All ISS systems continue to function nominally, except those noted previously or below.

Crew sleep cycle shift: After wake-up at the regular 2:00am EDT this morning, the crew will begin their sleeptime at 2:30pm, i.e., three hours earlier than usual, followed by a late-night wakeup at 11:00pm, to adjust the planned Orlan-suited dry-run & Soyuz ingress training for live VHF telemetry/comm visibility over RGS (Russian Groundsites). Tomorrow’s sleep period begins at 3:30pm and extends to the regular 2:00am on 6/27 (Friday). The crew will then have half the day off to recover from the sleep shift.

Upon wake-up, FE-1 Kononenko terminated his fifth MBI-12 SONOKARD experiment session, started last night, by taking the recording device from his SONOKARD sports shirt pocket and later copying the measurements to the RSE-MED laptop for subsequent downlink to the ground. [SONOKARD objectives are stated to (1) study the feasibility of obtaining the maximum of data through computer processing of records obtained overnight, (2) systematically record the crewmember’s physiological functions during sleep, (3) study the feasibility of obtaining real-time crew health data. Investigators believe that contactless acquisition of cardiorespiratory data over the night period could serve as a basis for developing efficient criteria for evaluating and predicting adaptive capability of human body in long-duration space flight.]

After resetting STTS communication/telemetry links for their stay in the DC1 Docking Compartment, Volkov & Kononenko continued preparations for the subsequent suited Soyuz emergency ingress and the training for the Orlan EVA-20a:

  • Kononenko, with FE-2 Chamitoff assisting, installed the US EMU (Extravehicular Mobility Unit) lights and TV camera on the helmet of Orlan-M #26, based on uplinked detailed procedures, while
  • Volkov set up the DC1 and the Soyuz Orbital Module (BO) for the simulation run, creating room for moving about in the Orlans by removing air ducts (VD1, VD2) in DC1 and the BVN fan/heater assembly with air duct in the BO.

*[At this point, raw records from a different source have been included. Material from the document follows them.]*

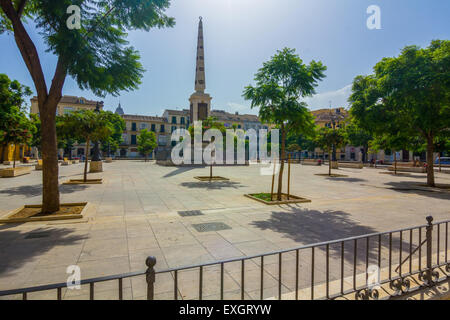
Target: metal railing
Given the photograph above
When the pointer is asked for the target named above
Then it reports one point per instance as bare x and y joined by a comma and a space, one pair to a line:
352, 256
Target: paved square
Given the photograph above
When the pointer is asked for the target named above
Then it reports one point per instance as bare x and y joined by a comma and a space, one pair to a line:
135, 213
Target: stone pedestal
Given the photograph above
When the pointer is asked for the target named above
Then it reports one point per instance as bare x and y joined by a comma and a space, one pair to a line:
95, 166
334, 165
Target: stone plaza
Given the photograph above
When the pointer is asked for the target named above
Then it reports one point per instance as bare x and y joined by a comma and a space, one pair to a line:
143, 209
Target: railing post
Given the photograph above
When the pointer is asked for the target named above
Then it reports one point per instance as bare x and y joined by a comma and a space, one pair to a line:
429, 235
150, 276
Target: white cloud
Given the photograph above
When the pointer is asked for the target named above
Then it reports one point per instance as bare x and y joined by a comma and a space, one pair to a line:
322, 100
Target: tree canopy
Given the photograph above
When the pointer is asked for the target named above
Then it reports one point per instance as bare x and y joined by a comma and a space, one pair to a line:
280, 84
96, 55
407, 97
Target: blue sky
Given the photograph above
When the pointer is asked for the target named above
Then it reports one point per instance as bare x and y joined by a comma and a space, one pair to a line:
241, 34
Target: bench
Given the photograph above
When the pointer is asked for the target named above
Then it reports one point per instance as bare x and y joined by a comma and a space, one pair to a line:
407, 167
312, 162
353, 165
14, 172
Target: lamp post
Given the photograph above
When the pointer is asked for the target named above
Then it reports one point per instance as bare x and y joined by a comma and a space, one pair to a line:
96, 152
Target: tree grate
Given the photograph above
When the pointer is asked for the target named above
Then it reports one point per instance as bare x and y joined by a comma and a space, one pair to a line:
37, 235
190, 213
211, 226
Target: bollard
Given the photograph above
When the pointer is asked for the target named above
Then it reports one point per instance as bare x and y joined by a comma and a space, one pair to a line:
150, 276
429, 235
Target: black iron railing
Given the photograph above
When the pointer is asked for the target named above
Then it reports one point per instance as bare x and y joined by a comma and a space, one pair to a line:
402, 254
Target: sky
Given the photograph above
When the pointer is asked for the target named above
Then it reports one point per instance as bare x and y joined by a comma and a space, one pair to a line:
242, 34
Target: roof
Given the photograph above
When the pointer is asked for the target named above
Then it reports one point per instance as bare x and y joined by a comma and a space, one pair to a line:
75, 100
223, 115
142, 118
338, 114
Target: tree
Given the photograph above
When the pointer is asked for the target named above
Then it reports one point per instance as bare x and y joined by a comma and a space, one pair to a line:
17, 130
86, 126
36, 132
358, 137
412, 91
280, 84
146, 142
112, 143
326, 138
96, 55
12, 97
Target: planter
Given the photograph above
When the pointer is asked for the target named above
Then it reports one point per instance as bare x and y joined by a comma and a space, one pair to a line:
355, 165
14, 172
334, 165
213, 178
81, 181
30, 213
311, 162
265, 198
95, 166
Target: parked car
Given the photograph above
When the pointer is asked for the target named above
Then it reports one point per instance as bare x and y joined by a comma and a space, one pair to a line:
444, 160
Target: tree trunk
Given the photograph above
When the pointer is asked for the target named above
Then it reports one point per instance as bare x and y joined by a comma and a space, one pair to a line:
329, 163
283, 155
50, 191
14, 155
47, 101
430, 165
86, 161
395, 162
2, 156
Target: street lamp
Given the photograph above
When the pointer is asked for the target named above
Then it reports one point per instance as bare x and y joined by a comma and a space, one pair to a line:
96, 156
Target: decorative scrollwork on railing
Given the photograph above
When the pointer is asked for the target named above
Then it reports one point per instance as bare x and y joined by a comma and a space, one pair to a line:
367, 294
423, 276
400, 285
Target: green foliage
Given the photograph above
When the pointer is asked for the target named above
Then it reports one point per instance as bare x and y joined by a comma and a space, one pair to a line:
17, 128
405, 103
326, 138
146, 142
280, 83
98, 55
12, 94
293, 147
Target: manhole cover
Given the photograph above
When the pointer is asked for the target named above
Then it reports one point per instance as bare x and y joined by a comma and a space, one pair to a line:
190, 213
36, 235
211, 226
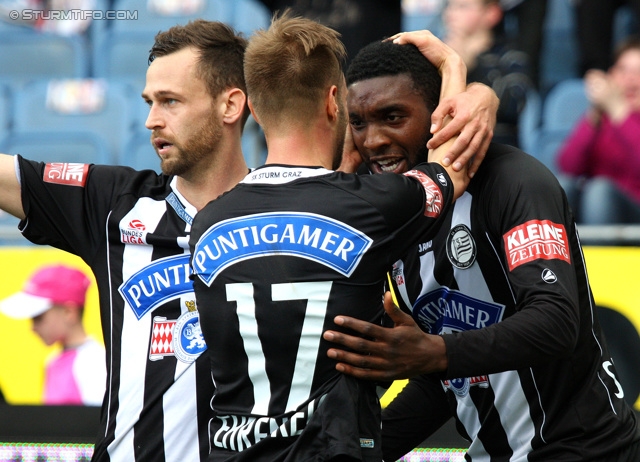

Afterwards, the CDR & FE-1 had three hours blocked out for rehearsing emergency escape from the DC1 into the Soyuz spacecraft while clad in the bulky spacesuits. [Should the DC1 exhibit a pressure anomaly during the Orlan EVA activities, the BO of the Soyuz would be used (off-nominally) as an airlock. This would require: equalizing the pressure between DC1 and BO, ingressing the BO, closing the BO-DC1 (SU) hatch, doffing the Orlan-Ms, equalizing the pressure between the BO and the SA, and ingressing the SA (which already contains the FE-2). Either restoring DC1 hermeticity or Soyuz relocation to the FGB nadir port or return to Earth could then be performed safely.]

After conclusion of the exercise, Sergey restored the nominal STTS comm settings and reconfigured the DC1 & Soyuz SOTR (Thermal Control System) with its air ducts etc. back to nominal.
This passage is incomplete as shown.